HB1390

HB1390 – Decarbonization planning for state-owned district energy systems.
Prime Sponsor – Representative Ramel (D; 40th District; Anacortes and San Juans) (Co-Sponsors Berry, Duerr, Doglio, and Pollet – Ds)
Current status – Had a hearing in the Senate Committee on Environment, Energy and Technology March 22nd and 24th. Amended to direct the owner of a covered district heating system to consult with the gas utility as well as the electric utility while developing a decarbonization plan, and passed out of committee March 28th. Had a hearing in Ways and Means March 30th. Passed out of committee April 4th and referred to Rules. Passed by the Senate April 12th. House concurred in Senate’s amendments.
Next step would be –
To the Governor.
Legislative tracking page for the bill.

In the House – Passed
Had a hearing in the House Committee on Environment and Energy January 24th. Replaced with a substitute by the prime sponsor and passed out of committee February 9th. Referred to the Committee on the Capital Budget and had a hearing there February 20th. Amended to have more State systems and purely private systems comply with CETA by developing these plans. Passed out of committee February 22nd, referred to Rules, and passed by the House March 2nd.

Substitute –
The changes made by the substitute are summarized by staff at the beginning of it.

Summary –
The bill would require collections of five or more buildings with more than 100,000 square feet of conditioned space that are owned by the state and served by district heating or cooling systems to develop a decarbonization plan. These would have to include ways to replace fossil fuels in heating plants; evaluating options for partnering with nearby sources and uses of waste heat and cooling; examining opportunities to add buildings or other facilities to the system once it is decarbonized, a strategy to incentivize growth of a decarbonized system, and requirements for facilities joining the system; and evaluating the potential for reducing energy use through conservation. The bill would encourage including consideration of distribution network upgrades; on-site energy storage; space cooling for residential facilities; labor and workforce issues, including utilization of state registered apprentices; options for public-private partnerships; and the incorporation of industrial symbiosis projects or networks. The local utility would have to be consulted in the development of the plan; they’d be due to Commerce by June 30th, 2025.

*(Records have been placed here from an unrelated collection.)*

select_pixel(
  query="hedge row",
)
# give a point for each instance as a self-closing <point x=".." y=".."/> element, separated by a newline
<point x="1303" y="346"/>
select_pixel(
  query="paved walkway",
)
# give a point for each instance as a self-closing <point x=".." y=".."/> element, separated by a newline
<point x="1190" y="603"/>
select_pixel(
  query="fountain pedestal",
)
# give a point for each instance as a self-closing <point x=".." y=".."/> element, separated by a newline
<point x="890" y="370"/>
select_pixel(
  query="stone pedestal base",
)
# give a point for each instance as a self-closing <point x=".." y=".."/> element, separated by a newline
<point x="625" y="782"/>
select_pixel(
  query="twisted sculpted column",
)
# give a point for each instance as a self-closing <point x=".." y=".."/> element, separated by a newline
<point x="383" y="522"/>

The bill would exempt the buildings served by one of these systems from making any capital investments that might be required to meet the State’s Clean Buildings Act’s energy performance requirements if the owner was implementing or had fully implemented a decarbonization plan, and met the Act’s benchmarking, energy management, and operations and maintenance planning requirements. (The bill also says owners may not be required to make capital investments if they submit a request to Commerce once during every five-year compliance cycle as part of documentation required by the Act, and Commerce approves the request; it doesn’t seem to specify any criteria for granting or denying these requests.) Commerce would also guarantee that these systems would be considered to qualify with any requirements for implementing energy efficiency measures identified by an energy audit if an audit had demonstrated that the energy savings from measures to increase the efficiency of the district heating system would be greater than the savings from measures to increase the buildings’ efficiency, and the owner implemented the measures for the system.